Data on new users of a statin were obtained from healthcare databases in British Columbia, Canada, Medication dispensing for these individuals was then followed to determine those who became non-adherent, defined as 90 days from finishing one supply to having a new one dispensed. These individuals were then followed to determine what factors prompted re-starting statin use.
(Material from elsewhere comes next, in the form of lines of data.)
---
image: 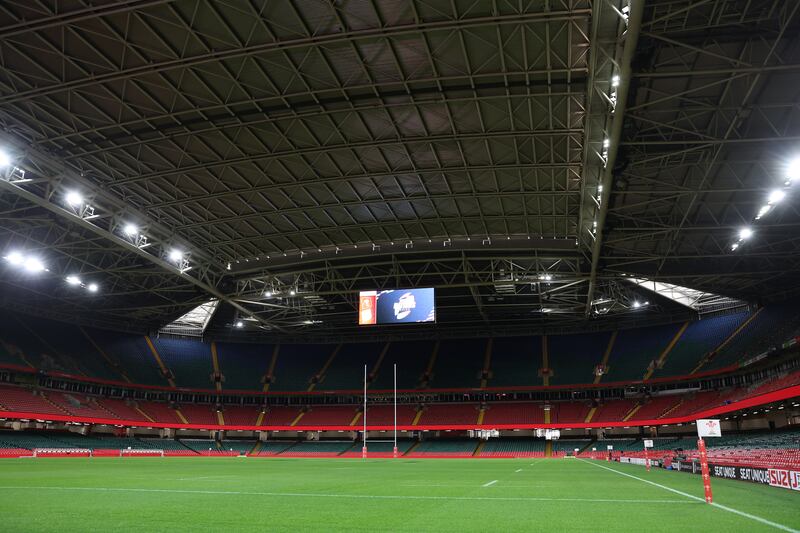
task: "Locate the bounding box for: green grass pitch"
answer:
[0,457,800,533]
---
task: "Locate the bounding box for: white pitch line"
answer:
[0,485,697,505]
[581,459,800,533]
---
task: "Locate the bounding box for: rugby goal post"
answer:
[119,448,164,457]
[33,448,92,457]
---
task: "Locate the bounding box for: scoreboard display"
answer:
[358,289,436,326]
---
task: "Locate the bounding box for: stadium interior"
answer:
[0,0,800,531]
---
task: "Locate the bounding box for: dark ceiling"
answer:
[0,0,800,337]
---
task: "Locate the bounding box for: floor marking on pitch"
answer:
[0,486,696,502]
[581,459,800,533]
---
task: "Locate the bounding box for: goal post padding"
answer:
[119,448,164,457]
[33,448,92,457]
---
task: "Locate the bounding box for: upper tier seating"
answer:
[478,438,545,457]
[429,339,488,389]
[297,405,357,426]
[406,439,478,457]
[317,342,386,390]
[601,324,681,383]
[489,337,542,387]
[281,440,353,457]
[222,405,261,426]
[270,344,337,391]
[704,302,800,369]
[357,404,417,426]
[483,402,544,425]
[0,304,800,392]
[369,341,436,390]
[216,342,275,390]
[86,329,169,386]
[653,312,750,377]
[547,332,611,385]
[418,403,478,426]
[150,337,214,389]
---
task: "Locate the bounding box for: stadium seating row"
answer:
[0,429,800,468]
[0,371,800,428]
[0,305,800,391]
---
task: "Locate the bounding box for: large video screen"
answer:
[358,289,436,326]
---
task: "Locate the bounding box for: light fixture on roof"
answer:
[785,157,800,185]
[756,204,772,220]
[23,257,44,274]
[64,191,83,208]
[6,252,25,266]
[767,189,786,205]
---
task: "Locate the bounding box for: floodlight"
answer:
[23,257,44,274]
[786,157,800,184]
[6,252,25,266]
[767,189,786,205]
[64,191,83,207]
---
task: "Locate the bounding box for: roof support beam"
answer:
[586,0,644,315]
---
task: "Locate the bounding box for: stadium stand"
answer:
[601,324,681,382]
[0,305,800,392]
[297,405,357,426]
[369,341,436,390]
[416,404,478,425]
[653,312,750,377]
[317,342,386,390]
[405,439,478,457]
[483,402,544,424]
[547,333,611,385]
[478,438,545,457]
[429,339,488,389]
[281,440,353,457]
[216,342,275,390]
[270,344,336,391]
[150,337,214,389]
[489,337,542,387]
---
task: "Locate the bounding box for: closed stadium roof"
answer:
[0,0,800,337]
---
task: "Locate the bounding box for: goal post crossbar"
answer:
[33,448,93,457]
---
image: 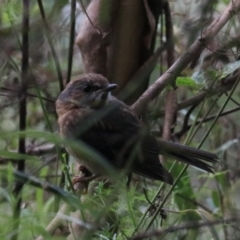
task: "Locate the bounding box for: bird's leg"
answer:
[72,166,100,193]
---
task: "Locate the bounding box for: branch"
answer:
[131,218,240,240]
[131,0,240,114]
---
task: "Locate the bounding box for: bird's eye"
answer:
[83,85,92,93]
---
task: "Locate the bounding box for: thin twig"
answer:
[131,0,240,114]
[66,0,76,83]
[11,0,29,240]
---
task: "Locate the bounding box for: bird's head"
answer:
[57,73,117,112]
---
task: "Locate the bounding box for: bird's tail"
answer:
[158,140,218,173]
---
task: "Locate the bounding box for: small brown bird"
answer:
[56,74,217,184]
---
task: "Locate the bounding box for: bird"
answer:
[56,73,218,184]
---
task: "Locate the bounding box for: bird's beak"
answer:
[102,83,117,92]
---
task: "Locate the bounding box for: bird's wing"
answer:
[73,104,173,184]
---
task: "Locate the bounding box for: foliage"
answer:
[0,0,240,240]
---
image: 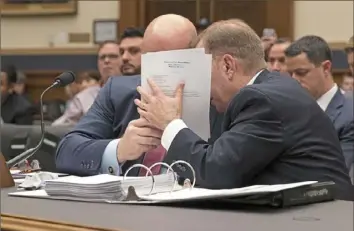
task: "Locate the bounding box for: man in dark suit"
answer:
[285,35,354,169]
[56,15,221,175]
[135,20,350,189]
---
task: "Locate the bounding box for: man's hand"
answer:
[117,118,162,163]
[134,79,184,130]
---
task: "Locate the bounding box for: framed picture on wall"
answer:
[0,0,78,17]
[93,19,118,44]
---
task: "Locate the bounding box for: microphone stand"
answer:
[6,80,60,169]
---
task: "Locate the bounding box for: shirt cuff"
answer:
[100,139,120,176]
[161,119,187,151]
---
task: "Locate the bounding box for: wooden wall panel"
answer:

Between January 1997 and June 2004, a total of 253,951 patients were started on a statin. After exclusions (mainly those started on cerivastatin), there were 239,911 studied. Of these, over half had (129,167, 53.8%) had a period of non-adherence that lasted for at least 90 days. About half of these (48%) restarted within a year of stopping, and 60% within two years. The factor most strongly associated with re-starting was, perhaps not surprisingly, incident MI - the odds ratio for re-starting after MI was 12.2 (95% CI, 8.9-16.9) - although the number of actual events was small. Numerically, the most frequent factor was visiting any doctor (OR, 2.9; 95% CI, 2.8-3.0), and visiting the doctor who started the statin was the second-strongest factor (OR 6.1; 95% CI, 5.9-6.3). Having a cholesterol test and hospital admission for any other cardiovascular condition were also factors.
The authors conclude that patients frequently interrupt statin use, with long periods of non-adherence. The most important factor in re-starting use is visiting the doctor who originally started the therapy, especially when the visit is combined with a cholesterol test. The message therefore, is that regular follow-up and continuity of care are major factors likely to improve long-term adherence to statins.